The housing crash of 2008 is now 10 years in the rearview mirror, but the danger of another crisis lurks despite assurances to the contrary.
We’ve been told that the housing bubble and collapse was about predatory lending and high-risk borrowers who were duped into loans that they couldn’t afford. The massive regulatory response to the subprime crisis meant that banks were no longer allowed to behave badly. So they have chosen to behave differently – and that’s not a good thing, Pamela says.
“The largest source of mortgage lending in the United States is now being done by non-banks – financial entities that offer unsecured personal lending, business loans, leveraged lending, and mortgage services, but do not hold a banking license,” she says.
“As a result, they’re not subject to standard banking oversight and can engage in risky lending.”
Where do they get the money to make these loans?
Wells Fargo coughed up $81 billion; Citigroup and Bank of America ponied up $30 billion each; and JP Morgan threw in another $28 billion.
“By funding these ‘shadow’ banks, the big financial players are still in the risky loan business,” Pamela says.
Pamela notes we should be worried about startling facts such as these:
Loans to non-bank financial firms increased six-fold from 2010-2017, hitting a record $345 billion.
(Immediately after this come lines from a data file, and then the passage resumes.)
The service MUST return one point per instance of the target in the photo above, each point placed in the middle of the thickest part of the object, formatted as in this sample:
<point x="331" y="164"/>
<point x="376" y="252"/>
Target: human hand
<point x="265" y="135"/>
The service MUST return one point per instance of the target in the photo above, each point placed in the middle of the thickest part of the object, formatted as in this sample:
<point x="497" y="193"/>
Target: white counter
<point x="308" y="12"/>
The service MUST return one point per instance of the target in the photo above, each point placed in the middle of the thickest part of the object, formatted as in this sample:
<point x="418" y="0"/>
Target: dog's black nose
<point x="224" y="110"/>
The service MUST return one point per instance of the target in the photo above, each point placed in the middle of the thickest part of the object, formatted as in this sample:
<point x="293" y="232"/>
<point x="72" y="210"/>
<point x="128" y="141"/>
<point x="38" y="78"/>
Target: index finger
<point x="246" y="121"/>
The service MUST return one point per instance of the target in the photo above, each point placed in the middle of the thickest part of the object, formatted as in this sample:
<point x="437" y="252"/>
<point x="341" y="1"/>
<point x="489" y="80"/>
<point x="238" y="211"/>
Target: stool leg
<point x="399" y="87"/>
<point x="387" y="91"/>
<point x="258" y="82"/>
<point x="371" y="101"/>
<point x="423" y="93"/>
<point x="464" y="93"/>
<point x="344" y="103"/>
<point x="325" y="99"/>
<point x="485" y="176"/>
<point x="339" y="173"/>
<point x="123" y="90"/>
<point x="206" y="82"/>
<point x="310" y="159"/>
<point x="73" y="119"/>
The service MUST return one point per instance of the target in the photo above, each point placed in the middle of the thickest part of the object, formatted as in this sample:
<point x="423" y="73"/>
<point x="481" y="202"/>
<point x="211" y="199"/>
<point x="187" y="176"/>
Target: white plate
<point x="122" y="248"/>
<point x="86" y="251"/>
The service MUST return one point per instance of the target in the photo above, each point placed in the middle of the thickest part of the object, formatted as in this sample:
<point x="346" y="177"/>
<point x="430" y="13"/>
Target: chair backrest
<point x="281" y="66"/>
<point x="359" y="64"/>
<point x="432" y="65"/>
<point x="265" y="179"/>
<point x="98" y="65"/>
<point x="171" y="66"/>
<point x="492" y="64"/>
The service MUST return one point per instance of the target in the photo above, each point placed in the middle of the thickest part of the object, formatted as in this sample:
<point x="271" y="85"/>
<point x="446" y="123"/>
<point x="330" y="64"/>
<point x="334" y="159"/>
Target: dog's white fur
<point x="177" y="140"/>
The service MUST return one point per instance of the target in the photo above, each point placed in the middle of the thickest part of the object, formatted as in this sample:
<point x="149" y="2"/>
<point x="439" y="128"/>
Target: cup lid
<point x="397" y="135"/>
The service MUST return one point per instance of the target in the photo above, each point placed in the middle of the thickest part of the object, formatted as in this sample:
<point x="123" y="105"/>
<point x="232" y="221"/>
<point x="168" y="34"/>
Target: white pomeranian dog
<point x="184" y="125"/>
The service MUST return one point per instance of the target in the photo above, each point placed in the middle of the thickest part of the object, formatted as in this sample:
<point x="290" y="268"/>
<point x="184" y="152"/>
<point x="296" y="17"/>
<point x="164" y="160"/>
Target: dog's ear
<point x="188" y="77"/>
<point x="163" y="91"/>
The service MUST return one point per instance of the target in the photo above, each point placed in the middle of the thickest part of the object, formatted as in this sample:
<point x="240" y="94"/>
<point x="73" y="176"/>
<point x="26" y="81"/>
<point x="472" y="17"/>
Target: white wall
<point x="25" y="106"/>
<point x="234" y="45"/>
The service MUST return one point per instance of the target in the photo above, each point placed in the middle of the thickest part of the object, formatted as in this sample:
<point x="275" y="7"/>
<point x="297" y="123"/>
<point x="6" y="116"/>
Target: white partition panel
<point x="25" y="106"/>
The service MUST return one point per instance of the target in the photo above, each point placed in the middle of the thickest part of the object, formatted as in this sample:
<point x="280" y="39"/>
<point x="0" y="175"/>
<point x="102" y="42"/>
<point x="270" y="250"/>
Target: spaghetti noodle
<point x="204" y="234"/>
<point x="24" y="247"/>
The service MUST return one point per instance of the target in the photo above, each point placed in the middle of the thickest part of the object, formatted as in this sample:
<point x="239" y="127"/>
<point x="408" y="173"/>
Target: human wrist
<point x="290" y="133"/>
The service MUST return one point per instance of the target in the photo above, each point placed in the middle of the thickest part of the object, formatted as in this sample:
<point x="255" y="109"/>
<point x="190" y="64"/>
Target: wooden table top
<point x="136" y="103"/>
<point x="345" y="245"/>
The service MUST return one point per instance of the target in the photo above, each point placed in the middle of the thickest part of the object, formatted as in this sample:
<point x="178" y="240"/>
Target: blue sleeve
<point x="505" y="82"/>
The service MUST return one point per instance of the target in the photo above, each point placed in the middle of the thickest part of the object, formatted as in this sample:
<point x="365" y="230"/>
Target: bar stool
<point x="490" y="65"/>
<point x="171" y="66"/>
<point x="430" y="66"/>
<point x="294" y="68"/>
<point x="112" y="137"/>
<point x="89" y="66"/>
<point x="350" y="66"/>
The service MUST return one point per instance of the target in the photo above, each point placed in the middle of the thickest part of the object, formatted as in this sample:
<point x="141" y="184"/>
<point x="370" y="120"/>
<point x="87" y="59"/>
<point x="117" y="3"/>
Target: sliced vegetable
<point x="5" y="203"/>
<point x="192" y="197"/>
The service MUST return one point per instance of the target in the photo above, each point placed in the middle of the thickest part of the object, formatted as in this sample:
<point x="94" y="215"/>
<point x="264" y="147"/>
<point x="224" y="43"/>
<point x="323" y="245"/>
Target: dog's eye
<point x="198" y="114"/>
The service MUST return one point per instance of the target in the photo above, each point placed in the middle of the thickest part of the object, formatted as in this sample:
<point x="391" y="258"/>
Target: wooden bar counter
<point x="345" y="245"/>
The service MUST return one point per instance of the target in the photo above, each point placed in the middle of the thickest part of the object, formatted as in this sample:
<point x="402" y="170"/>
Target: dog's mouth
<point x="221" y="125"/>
Shadow lending is now “larger than the world economy and poses a risk to financial stability.”
An astonishing 6 out of 10 mortgage lenders in the U.S. are now shadow banks – many operating online and peddling subprime loans.
“It was precisely this type of non-transparent, under the radar, backdoor lending that led to the soaring foreclosures, cratering home values, failing banks and dwindling retirement accounts of a decade ago,” Pamela says.